France’s collective occupational retirement savings plans (PERCOs) registered “encouraging” growth in 2015, with a new law passed last year pointing to further positive development, although more needs to be done to encourage long-term saving, according to the French asset management association (AFG).
Gross inflows toward PERCOs* surpassed €2bn for the first time, with assets under management reaching €12.2bn to mark annual growth of 18%.
The PERCO figures “remain very encouraging”, said AFG, describing the schemes as “an excellent means for employees to supplement basic and supplementary retirement regimes”.
It welcomed new workplace savings measures contained in last year’s law on economic growth and activity, known as the Macron law (loi Macron), after the French economy minister Emmanuel Macron.
These represent encouraging signs for the development and simplification of workplace saving, in particular with respect to the PERCO product, the association said.
But more needs to be done, as it “encourages lawmakers to continue to give positive signals for long-term savings in 2016” AFG said.

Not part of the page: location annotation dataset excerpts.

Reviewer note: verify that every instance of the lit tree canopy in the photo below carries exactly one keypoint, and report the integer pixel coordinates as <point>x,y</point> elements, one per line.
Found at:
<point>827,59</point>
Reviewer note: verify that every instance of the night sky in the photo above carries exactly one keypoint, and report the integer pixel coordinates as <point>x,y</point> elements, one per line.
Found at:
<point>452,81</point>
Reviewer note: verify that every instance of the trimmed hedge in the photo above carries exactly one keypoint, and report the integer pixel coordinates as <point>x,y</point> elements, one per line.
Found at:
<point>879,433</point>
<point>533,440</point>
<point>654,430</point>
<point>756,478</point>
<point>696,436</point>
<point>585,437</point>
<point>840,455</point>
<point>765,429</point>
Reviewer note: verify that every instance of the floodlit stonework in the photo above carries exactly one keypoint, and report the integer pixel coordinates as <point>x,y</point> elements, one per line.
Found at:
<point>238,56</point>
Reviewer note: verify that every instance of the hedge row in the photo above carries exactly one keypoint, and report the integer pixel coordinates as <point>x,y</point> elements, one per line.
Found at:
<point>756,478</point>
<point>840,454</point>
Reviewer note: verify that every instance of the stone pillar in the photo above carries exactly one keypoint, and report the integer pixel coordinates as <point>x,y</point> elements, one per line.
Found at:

Assets under management under the PERCO schemes, at €12.2bn, represent about 10% of total workplace savings assets, which reached €117.5bn at the end of December 2015, an increase of 7% on the previous year.
AFG attributed this development to favourable market developments in 2015.
Sixty-one percent of these assets are in balanced funds, with the rest in employee share-ownership funds (€45.9bn).
Nearly 31% of savings in balanced funds is in socially responsible investment funds, which grew by 14.5% in assets under management.
Social impact funds (fonds solidaires) had €5.2bn in assets under management at the end of 2015, an increase of €1.1bn (27%).